# Expired fish oil capsules



## pinkorbluewuddo (Apr 28, 2011)

Hi there, 

Just wanted some advice. I purchased a bottle of Omega 3 fish oil capsules (700mg EPA/200mg DHA) at approx 4 weeks pregnant and the bottle was obviously sold to me already expired at Sept 2011! 
I have been taking them 6 weeks when tonight I only realised. 

Would these capsules caused any harm to the baby at all?  We broke open 1 of the capsules and although they do smell fishy they do not smell off at all! 
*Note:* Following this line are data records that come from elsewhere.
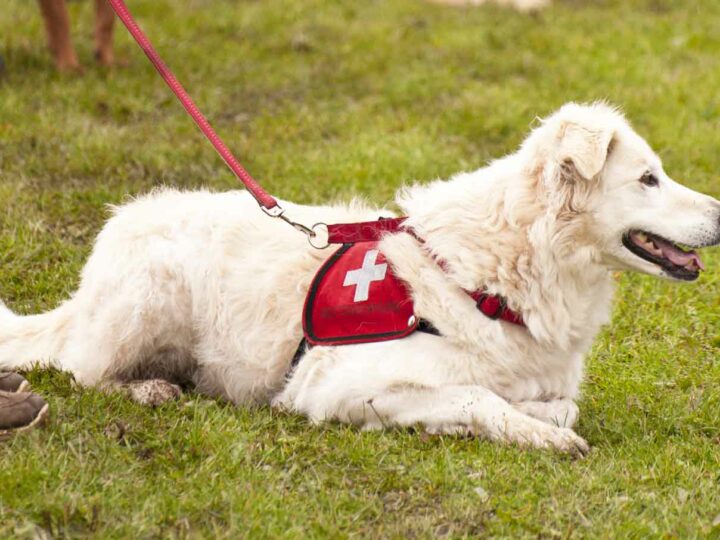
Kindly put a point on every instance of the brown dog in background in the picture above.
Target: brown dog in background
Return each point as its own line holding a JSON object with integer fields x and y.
{"x": 57, "y": 24}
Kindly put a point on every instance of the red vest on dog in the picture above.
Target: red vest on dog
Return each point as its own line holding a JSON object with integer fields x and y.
{"x": 356, "y": 298}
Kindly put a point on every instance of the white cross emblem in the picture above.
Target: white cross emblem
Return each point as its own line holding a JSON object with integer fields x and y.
{"x": 362, "y": 277}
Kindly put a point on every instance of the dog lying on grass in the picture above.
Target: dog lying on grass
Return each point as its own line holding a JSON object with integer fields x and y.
{"x": 203, "y": 288}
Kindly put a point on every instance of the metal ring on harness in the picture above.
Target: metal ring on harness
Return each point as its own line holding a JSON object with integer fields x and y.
{"x": 320, "y": 237}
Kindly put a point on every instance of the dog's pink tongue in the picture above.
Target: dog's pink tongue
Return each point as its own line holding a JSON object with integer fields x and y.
{"x": 677, "y": 256}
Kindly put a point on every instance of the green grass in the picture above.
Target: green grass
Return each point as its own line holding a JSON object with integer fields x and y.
{"x": 327, "y": 100}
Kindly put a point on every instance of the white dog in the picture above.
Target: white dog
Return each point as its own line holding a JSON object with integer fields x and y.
{"x": 204, "y": 288}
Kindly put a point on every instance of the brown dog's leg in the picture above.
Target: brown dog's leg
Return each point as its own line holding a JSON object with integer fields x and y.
{"x": 57, "y": 24}
{"x": 104, "y": 20}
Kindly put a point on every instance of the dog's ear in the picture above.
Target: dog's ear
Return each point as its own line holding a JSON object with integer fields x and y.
{"x": 584, "y": 148}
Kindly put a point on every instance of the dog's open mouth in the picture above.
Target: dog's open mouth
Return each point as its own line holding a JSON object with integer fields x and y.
{"x": 679, "y": 263}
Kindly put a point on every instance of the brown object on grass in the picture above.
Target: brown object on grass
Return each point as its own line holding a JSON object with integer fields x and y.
{"x": 20, "y": 411}
{"x": 12, "y": 382}
{"x": 57, "y": 25}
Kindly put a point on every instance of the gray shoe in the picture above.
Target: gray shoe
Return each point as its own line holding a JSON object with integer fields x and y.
{"x": 20, "y": 411}
{"x": 12, "y": 382}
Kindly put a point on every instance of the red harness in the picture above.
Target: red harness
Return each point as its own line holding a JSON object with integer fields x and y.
{"x": 355, "y": 296}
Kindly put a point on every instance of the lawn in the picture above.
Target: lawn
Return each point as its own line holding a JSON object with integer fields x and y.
{"x": 329, "y": 100}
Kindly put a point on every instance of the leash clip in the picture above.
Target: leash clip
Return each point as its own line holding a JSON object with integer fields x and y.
{"x": 313, "y": 233}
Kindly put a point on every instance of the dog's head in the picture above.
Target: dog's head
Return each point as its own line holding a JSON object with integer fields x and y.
{"x": 597, "y": 171}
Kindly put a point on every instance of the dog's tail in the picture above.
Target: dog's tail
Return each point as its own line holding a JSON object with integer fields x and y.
{"x": 33, "y": 339}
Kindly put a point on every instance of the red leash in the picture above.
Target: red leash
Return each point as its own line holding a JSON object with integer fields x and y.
{"x": 335, "y": 234}
{"x": 268, "y": 203}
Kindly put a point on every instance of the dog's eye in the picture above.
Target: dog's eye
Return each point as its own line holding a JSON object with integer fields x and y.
{"x": 649, "y": 179}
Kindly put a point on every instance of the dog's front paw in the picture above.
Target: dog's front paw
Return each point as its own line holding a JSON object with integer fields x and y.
{"x": 540, "y": 435}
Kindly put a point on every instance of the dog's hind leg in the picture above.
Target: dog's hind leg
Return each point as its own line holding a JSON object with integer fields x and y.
{"x": 451, "y": 409}
{"x": 556, "y": 412}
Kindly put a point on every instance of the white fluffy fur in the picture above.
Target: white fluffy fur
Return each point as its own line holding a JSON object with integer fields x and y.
{"x": 205, "y": 288}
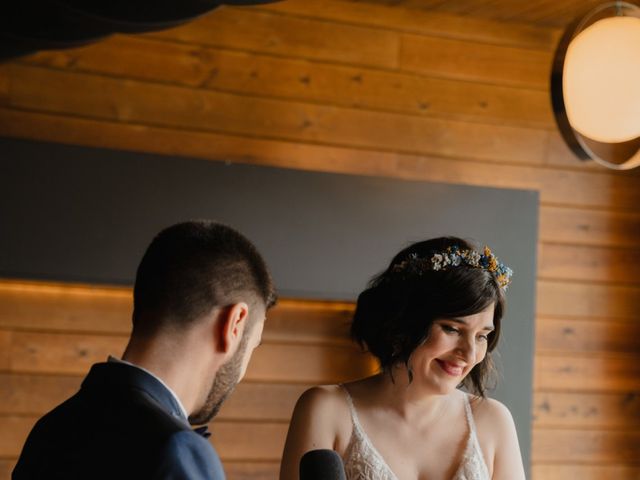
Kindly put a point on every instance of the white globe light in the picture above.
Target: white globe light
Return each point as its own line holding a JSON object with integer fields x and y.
{"x": 601, "y": 80}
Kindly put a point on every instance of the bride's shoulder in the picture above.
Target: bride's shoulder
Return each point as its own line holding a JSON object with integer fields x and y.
{"x": 323, "y": 398}
{"x": 493, "y": 420}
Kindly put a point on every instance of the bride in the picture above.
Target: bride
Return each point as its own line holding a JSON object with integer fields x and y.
{"x": 432, "y": 319}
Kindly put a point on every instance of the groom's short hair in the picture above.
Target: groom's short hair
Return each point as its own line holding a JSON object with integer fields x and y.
{"x": 190, "y": 268}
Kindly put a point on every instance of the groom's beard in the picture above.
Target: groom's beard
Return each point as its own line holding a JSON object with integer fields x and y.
{"x": 225, "y": 381}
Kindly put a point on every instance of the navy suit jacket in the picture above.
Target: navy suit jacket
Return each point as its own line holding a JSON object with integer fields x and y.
{"x": 122, "y": 424}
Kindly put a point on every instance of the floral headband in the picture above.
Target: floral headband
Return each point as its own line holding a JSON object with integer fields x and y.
{"x": 454, "y": 257}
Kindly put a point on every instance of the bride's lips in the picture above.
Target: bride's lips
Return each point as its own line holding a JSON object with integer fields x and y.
{"x": 449, "y": 368}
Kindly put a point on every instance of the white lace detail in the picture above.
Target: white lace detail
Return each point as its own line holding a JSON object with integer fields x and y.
{"x": 363, "y": 462}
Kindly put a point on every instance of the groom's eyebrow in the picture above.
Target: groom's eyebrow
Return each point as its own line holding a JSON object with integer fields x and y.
{"x": 488, "y": 328}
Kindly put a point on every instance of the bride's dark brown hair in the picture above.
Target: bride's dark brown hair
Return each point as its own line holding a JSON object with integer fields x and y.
{"x": 394, "y": 315}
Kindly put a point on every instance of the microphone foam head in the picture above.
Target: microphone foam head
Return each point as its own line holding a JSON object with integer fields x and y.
{"x": 321, "y": 465}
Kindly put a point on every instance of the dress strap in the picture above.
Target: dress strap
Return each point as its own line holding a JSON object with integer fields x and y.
{"x": 470, "y": 422}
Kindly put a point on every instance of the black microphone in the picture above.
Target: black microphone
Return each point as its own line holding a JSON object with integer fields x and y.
{"x": 321, "y": 465}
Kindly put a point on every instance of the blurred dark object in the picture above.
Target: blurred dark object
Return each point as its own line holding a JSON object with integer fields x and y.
{"x": 30, "y": 25}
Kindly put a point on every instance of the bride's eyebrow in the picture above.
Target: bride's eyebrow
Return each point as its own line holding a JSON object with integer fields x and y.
{"x": 488, "y": 328}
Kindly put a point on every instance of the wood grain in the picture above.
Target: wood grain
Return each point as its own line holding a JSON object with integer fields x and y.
{"x": 262, "y": 31}
{"x": 588, "y": 373}
{"x": 571, "y": 335}
{"x": 587, "y": 263}
{"x": 243, "y": 470}
{"x": 464, "y": 60}
{"x": 584, "y": 472}
{"x": 177, "y": 107}
{"x": 584, "y": 300}
{"x": 34, "y": 395}
{"x": 65, "y": 307}
{"x": 573, "y": 226}
{"x": 248, "y": 440}
{"x": 284, "y": 78}
{"x": 5, "y": 347}
{"x": 568, "y": 446}
{"x": 423, "y": 21}
{"x": 587, "y": 410}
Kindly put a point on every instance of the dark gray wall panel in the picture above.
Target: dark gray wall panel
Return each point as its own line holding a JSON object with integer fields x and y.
{"x": 81, "y": 214}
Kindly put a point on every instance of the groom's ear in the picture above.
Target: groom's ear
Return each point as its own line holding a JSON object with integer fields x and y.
{"x": 230, "y": 326}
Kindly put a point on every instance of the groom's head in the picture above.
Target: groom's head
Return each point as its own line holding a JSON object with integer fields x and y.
{"x": 197, "y": 272}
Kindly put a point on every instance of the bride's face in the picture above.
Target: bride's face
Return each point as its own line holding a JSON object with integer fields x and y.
{"x": 454, "y": 347}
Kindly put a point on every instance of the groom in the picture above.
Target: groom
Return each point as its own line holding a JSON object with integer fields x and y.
{"x": 200, "y": 299}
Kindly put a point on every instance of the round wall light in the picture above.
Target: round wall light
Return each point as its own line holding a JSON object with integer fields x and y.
{"x": 595, "y": 86}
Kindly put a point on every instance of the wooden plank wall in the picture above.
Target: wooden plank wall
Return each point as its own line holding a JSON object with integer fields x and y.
{"x": 343, "y": 87}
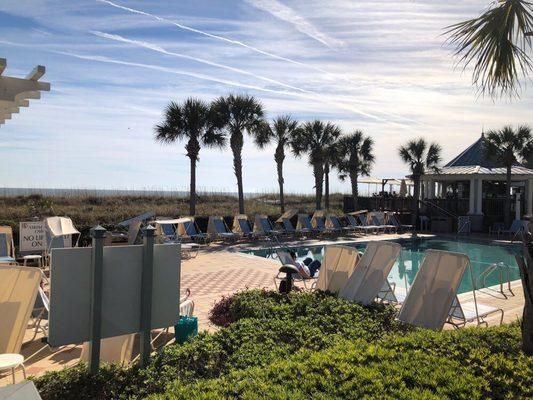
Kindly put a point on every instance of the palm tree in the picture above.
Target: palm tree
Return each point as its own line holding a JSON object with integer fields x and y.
{"x": 507, "y": 146}
{"x": 189, "y": 121}
{"x": 330, "y": 155}
{"x": 355, "y": 159}
{"x": 313, "y": 138}
{"x": 420, "y": 157}
{"x": 497, "y": 42}
{"x": 234, "y": 115}
{"x": 280, "y": 131}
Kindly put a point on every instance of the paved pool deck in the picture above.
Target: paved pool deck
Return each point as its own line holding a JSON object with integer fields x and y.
{"x": 220, "y": 270}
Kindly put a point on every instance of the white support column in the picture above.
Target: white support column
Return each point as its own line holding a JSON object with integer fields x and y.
{"x": 472, "y": 200}
{"x": 529, "y": 197}
{"x": 431, "y": 189}
{"x": 479, "y": 197}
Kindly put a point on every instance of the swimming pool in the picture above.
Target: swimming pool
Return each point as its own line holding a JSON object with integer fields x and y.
{"x": 404, "y": 271}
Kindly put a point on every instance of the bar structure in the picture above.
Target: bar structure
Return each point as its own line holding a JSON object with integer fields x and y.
{"x": 472, "y": 184}
{"x": 15, "y": 93}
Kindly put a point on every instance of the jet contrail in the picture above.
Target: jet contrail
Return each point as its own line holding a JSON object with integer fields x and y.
{"x": 159, "y": 68}
{"x": 225, "y": 39}
{"x": 162, "y": 50}
{"x": 287, "y": 14}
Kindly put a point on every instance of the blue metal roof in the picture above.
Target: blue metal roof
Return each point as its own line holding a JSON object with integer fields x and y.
{"x": 476, "y": 156}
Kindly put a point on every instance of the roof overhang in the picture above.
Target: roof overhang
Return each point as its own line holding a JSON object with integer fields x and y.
{"x": 15, "y": 93}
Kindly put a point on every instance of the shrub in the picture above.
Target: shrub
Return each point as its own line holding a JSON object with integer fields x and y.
{"x": 359, "y": 369}
{"x": 314, "y": 345}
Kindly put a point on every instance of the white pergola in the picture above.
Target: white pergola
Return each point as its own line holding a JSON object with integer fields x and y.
{"x": 17, "y": 92}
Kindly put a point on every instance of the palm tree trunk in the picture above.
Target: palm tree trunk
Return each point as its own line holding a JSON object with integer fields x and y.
{"x": 525, "y": 263}
{"x": 236, "y": 143}
{"x": 507, "y": 208}
{"x": 192, "y": 193}
{"x": 318, "y": 172}
{"x": 355, "y": 190}
{"x": 326, "y": 181}
{"x": 279, "y": 157}
{"x": 416, "y": 198}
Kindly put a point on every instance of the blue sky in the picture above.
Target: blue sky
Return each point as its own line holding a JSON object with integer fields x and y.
{"x": 375, "y": 65}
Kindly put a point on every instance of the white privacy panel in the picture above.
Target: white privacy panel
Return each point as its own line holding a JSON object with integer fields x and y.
{"x": 70, "y": 303}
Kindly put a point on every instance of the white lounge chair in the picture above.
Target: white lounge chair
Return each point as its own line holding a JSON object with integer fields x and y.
{"x": 18, "y": 290}
{"x": 118, "y": 349}
{"x": 7, "y": 247}
{"x": 337, "y": 266}
{"x": 285, "y": 258}
{"x": 59, "y": 233}
{"x": 370, "y": 274}
{"x": 432, "y": 299}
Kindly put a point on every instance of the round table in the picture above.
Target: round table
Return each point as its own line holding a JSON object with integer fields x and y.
{"x": 12, "y": 361}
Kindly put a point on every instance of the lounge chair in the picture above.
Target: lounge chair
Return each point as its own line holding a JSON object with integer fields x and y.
{"x": 393, "y": 220}
{"x": 517, "y": 228}
{"x": 337, "y": 266}
{"x": 263, "y": 226}
{"x": 117, "y": 349}
{"x": 379, "y": 220}
{"x": 304, "y": 224}
{"x": 285, "y": 259}
{"x": 361, "y": 224}
{"x": 217, "y": 229}
{"x": 320, "y": 226}
{"x": 18, "y": 290}
{"x": 243, "y": 227}
{"x": 334, "y": 222}
{"x": 432, "y": 300}
{"x": 188, "y": 230}
{"x": 7, "y": 248}
{"x": 59, "y": 233}
{"x": 167, "y": 233}
{"x": 370, "y": 274}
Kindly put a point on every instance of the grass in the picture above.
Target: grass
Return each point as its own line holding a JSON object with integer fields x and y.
{"x": 109, "y": 210}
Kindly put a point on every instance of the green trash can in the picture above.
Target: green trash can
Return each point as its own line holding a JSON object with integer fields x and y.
{"x": 186, "y": 328}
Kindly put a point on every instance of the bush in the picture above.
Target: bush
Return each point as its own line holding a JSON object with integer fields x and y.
{"x": 421, "y": 365}
{"x": 314, "y": 345}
Any reassurance would be appreciated! 

Thank you


----------



## Mistletoe (Holly) (Jan 1, 2007)

It is very unlikely that there is a problem.
Obviously I cannot say for sure, and I don't know what brand you have and what the recommended shelf life is.
A similar prescription product that is available that I have just looked up has a shelf life of 3 years.
The manufacturers can only put on the bottle what they have tested and proven is OK. They may have data now that shows those capsules you have are still OK. If you are truly concerned then you can give the company a call and ask if Quality Control have data to support extending the expiry date for that batch.


----------



## pinkorbluewuddo (Apr 28, 2011)

The brand I have been taking is Ideal Omega.. Its not cheap! 
My DH has tried to call this morning and they are not there! 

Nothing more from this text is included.